Sur la question des compétences, le président de la République s’est montré plus ambitieux. « Avec la commission transpartisane que je vais installer dans les prochains mois, je veux ouvrir un nouveau chapitre de la décentralisation, mais cette fois de la vraie décentralisation. » À savoir : partager non seulement les compétences, mais aussi « les responsabilités, les financements et les pouvoirs normatifs ». « Ce n’est pas ce qui s’est fait jusqu’à maintenant », a affirmé le chef de l’État, qui souhaite que « toutes les politiques publiques soient réexaminées afin de chercher là où la prise de décision est la plus efficace ». Il s’agit bien, le président l’a dit, d’un objectif de « changement institutionnel ».
Doit-on y voir l’amorce d’un bougé sur un véritable « troisième acte de décentralisation » que Territoires unis (qui regroupe l’AMF, l’ADF et Régions de France), réclame depuis des années ? L’avenir le dira.
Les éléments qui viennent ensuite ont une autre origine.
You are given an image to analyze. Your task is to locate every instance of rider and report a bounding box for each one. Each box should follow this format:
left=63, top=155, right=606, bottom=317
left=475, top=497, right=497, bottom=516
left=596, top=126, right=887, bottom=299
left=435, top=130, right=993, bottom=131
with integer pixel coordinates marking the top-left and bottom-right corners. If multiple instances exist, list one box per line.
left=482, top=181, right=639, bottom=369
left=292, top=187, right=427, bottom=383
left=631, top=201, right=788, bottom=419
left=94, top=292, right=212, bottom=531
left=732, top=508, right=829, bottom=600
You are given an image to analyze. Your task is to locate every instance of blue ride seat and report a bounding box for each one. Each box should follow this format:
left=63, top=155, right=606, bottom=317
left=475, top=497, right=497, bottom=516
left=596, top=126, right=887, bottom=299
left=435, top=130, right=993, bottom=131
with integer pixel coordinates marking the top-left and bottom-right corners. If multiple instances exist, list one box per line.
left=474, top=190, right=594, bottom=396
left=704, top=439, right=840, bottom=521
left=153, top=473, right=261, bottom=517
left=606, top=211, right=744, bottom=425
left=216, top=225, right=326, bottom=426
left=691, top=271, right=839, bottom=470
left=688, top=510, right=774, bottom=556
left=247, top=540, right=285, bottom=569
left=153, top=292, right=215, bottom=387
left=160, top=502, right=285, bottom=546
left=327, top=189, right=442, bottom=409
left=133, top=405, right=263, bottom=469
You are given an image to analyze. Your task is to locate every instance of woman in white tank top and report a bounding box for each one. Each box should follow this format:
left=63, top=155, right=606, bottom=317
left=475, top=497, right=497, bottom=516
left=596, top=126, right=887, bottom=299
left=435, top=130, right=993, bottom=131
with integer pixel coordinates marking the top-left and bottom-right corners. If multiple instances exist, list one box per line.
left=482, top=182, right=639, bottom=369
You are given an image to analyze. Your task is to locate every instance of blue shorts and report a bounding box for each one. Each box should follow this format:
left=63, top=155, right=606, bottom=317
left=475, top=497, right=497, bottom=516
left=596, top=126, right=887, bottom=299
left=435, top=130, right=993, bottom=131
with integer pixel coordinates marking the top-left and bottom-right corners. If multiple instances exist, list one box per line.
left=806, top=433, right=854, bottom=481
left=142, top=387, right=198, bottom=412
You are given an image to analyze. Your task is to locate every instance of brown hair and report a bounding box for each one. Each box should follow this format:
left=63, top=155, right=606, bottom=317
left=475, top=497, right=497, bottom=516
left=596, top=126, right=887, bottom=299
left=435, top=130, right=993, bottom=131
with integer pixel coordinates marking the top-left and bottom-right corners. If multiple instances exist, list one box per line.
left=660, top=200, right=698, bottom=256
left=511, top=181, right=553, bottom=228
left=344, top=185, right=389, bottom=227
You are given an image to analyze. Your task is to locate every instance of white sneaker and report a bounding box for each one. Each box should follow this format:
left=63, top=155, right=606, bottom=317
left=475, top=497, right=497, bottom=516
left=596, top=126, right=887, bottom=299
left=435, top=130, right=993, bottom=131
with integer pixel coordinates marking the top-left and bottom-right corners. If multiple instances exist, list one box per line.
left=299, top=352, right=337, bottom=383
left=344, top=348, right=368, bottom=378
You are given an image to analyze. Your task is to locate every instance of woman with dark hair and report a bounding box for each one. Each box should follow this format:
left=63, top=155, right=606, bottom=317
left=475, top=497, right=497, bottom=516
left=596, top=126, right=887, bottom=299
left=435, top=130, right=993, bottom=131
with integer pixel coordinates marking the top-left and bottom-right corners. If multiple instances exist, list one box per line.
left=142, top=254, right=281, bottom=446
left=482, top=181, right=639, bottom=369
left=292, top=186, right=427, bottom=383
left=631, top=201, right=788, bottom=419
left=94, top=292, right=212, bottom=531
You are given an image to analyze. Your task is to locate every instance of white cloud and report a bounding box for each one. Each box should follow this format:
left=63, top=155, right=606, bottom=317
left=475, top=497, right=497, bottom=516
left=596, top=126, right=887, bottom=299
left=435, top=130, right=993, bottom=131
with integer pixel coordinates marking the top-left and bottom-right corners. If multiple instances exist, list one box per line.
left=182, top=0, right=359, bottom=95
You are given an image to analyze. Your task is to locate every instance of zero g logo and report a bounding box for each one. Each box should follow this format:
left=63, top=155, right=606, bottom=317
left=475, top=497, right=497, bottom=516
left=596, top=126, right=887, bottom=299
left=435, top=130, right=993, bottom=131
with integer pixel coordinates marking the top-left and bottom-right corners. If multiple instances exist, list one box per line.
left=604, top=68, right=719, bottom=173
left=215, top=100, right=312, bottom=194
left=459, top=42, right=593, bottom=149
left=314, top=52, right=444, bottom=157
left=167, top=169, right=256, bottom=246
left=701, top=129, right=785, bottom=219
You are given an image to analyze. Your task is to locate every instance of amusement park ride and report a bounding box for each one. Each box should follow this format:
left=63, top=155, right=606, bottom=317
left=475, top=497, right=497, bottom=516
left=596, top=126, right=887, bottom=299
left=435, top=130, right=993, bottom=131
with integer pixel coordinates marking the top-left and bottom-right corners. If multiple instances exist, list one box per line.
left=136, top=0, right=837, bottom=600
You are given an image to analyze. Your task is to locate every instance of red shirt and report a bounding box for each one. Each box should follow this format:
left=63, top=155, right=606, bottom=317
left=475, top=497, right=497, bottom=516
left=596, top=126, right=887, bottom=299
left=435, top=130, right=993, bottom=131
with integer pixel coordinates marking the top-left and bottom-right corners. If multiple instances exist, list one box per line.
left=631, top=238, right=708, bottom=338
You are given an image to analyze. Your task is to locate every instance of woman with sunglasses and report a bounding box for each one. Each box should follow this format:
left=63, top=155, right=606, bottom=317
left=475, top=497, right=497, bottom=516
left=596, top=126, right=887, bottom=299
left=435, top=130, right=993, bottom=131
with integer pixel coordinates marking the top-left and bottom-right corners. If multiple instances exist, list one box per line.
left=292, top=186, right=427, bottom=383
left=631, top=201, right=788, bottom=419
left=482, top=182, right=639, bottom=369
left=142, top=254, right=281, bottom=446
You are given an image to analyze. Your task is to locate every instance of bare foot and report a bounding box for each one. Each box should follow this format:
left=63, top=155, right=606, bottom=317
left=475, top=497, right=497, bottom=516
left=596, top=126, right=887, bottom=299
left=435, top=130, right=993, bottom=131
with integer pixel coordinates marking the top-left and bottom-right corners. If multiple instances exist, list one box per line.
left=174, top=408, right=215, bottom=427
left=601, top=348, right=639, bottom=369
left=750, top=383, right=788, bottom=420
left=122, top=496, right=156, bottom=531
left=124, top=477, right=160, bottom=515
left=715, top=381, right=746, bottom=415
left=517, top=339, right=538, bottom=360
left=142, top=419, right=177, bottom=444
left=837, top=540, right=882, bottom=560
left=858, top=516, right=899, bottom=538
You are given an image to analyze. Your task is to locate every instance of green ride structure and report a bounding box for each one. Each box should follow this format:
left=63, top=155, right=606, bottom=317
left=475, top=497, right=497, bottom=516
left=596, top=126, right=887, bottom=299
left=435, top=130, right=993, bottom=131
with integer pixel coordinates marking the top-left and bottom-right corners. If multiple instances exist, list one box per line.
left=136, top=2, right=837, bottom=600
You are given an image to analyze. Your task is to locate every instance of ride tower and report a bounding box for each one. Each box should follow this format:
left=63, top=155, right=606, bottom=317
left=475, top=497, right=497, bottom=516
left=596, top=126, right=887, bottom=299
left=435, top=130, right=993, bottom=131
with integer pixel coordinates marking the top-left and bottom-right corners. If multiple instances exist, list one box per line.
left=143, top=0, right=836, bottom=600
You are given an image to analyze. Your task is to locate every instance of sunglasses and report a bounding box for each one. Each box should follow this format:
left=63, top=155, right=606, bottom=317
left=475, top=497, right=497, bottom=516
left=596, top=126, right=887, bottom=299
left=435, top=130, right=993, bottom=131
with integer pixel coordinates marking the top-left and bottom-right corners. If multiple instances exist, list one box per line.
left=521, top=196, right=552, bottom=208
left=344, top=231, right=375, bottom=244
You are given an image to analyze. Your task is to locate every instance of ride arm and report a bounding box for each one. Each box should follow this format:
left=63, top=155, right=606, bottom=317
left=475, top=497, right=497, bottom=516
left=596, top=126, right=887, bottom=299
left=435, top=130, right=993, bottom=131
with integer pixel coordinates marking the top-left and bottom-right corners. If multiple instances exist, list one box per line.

On en saura plus lorsque sera installée cette fameuse « commission transpartisane sur la réforme des institutions », qui faisait partie des promesses de campagne du candidat Macron et n’a, semble-t-il, pas été jetée aux oubliettes.
[Mise à jour 16 h]
Au lendemain de ces annonces, l'AMF a réagi par communiqué, cet après-midi, pour « saluer » ces prises de position, qui marquent « un total changement par rapport au discours de novembre 2021 au Congrès des maires ». L'association poursuit : « Pour être une ‘’vraie décentralisation’’, au-delà de transferts de compétences, il faudra mettre la subsidiarité ascendante au cœur de l’organisation des pouvoirs publics, sortir du régime des autorisations préalables, permettre à chaque strate de disposer d’une autonomie fiscale, veiller à ce que « qui paye décide » et « qui décide paye », donc instaurer partout la responsabilité ; gage d’efficacité, de cohésion et de civisme. Tout le contraire de ce qui a été fait depuis une quinzaine d’années et notamment sous le quinquennat précédent, avec par exemple la nationalisation de la taxe d’habitation et le dispositif, dit de Cahors, d’encadrement des dépenses. »
Il reste maintenant à « passer aux actes », conclut l'AMF.